How to survive to German praising methodology

I had a couple of German friends and this is what I learnt from them. 

If you want to praise someone, you would say:

  • you are not terrible” instead of “you are really great
  • you are a little bit nice” instead of “you are super nice
  • yeah, not bad” instead of “wow! cool!

I learnt they are not willing to expose too much. Uncertainty is always there with “probablymaybe, sometimes“. Shrinking is almost a rule: “a little bit, not so much, tiny“. They will complain with you straight away, they will hardly compliment with you.

I wondered myself why this kind of communication.

Then I learnt some of them are afraid of getting a “no“, of being rejected. Be careful, they are no angels. They are willing to tell you “no” and to reject you so easily. Sometimes in a soft way, sometimes in a rude way.

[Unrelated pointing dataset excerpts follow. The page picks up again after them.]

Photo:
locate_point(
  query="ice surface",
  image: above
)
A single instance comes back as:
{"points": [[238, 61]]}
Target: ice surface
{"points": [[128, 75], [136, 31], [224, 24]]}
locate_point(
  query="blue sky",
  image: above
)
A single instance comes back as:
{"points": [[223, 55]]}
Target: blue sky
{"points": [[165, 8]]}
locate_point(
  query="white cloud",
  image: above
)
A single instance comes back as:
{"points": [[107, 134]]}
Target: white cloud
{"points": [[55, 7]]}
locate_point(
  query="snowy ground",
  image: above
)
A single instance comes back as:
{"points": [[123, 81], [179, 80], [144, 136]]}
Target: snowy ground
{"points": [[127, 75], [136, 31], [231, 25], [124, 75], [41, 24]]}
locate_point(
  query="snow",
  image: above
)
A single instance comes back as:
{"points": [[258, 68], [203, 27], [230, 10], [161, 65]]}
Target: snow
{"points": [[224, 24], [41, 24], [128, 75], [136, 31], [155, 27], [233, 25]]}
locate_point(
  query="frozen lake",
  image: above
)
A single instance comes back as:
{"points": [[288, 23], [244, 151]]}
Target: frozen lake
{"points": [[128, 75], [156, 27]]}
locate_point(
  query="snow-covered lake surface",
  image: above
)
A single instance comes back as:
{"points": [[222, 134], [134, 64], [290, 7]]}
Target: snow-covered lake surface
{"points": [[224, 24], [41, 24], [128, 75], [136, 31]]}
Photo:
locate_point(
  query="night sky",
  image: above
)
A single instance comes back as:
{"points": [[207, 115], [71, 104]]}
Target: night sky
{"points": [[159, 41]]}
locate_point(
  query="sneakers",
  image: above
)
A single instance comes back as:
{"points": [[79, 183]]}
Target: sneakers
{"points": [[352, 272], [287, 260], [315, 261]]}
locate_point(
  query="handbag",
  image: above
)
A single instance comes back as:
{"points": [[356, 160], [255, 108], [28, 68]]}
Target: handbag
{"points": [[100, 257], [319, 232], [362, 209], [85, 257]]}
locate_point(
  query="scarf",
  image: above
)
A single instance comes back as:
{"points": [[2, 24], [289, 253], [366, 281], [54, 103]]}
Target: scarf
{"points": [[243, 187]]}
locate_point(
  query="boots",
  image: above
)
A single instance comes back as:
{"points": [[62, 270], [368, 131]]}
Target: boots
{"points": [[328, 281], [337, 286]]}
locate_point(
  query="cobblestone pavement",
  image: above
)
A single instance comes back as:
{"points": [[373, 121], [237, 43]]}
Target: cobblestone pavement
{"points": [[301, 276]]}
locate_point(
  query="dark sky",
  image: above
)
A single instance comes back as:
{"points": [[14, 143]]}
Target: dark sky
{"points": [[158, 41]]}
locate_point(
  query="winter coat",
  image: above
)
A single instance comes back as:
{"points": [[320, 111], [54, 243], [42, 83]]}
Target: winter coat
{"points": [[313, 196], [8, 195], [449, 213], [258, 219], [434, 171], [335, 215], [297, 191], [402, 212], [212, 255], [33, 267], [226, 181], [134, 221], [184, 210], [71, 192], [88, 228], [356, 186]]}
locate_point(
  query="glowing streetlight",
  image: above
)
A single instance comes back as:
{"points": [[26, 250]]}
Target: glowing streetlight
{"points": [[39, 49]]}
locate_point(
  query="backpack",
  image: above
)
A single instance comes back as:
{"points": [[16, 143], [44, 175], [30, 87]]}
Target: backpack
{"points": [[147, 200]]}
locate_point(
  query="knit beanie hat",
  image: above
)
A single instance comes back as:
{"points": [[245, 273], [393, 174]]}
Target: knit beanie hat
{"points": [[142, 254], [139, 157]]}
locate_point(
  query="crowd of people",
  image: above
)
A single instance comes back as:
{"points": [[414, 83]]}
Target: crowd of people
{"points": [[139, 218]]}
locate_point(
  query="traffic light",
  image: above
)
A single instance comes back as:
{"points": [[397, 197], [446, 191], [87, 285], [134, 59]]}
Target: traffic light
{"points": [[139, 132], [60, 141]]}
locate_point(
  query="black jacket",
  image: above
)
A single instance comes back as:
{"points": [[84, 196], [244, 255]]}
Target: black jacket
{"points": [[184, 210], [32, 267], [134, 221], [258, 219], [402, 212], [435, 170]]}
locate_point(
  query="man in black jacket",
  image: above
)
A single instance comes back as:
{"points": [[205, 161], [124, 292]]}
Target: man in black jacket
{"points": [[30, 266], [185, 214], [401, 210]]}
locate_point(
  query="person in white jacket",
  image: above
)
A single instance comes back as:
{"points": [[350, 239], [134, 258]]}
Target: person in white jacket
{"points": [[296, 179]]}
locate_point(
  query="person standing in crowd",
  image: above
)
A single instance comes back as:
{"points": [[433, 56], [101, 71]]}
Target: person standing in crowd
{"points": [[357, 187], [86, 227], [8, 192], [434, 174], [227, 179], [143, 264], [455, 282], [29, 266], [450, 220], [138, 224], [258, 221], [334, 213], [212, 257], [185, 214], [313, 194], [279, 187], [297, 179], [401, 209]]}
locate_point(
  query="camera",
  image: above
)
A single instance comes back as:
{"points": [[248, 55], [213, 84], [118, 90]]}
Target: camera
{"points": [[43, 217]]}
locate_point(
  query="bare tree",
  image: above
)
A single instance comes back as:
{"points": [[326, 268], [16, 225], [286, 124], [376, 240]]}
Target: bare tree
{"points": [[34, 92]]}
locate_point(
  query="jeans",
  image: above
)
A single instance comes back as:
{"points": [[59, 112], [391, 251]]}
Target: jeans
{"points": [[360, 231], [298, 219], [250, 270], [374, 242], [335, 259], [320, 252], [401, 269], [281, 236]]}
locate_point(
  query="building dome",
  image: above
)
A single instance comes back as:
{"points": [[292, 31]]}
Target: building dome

Ask them to go out and they will tell you they have to clean their apartment. Then you’ll propose a different day, then they’ll say they have to go to the gym. Try re-scheduling and they will say they are busy, you know grandma’s birthday. So even if they like you and they are interested in you, they really don’t have time or they don’t want to find time for you. You’ll get used to the answer: “sorry, I don’t have time“. Please do not dare to reschedule, just move on.

Do not conform yourself to this praising standard. Understand it and learn how to deal with it, but keep in mind the way you are, what you want and continue being yourself.

Run away from people not willing to spend time with you. Run away from people so sensitive and terrified of rejection but showing you they don’t give a cent about your feelings.

This is dedicated to the ones willing to move to Germany. This is dedicated to myself.

World population counts almost 8 billion, so you don’t have to have German friends.

Sea is full of fishes” – according to an Italian saying.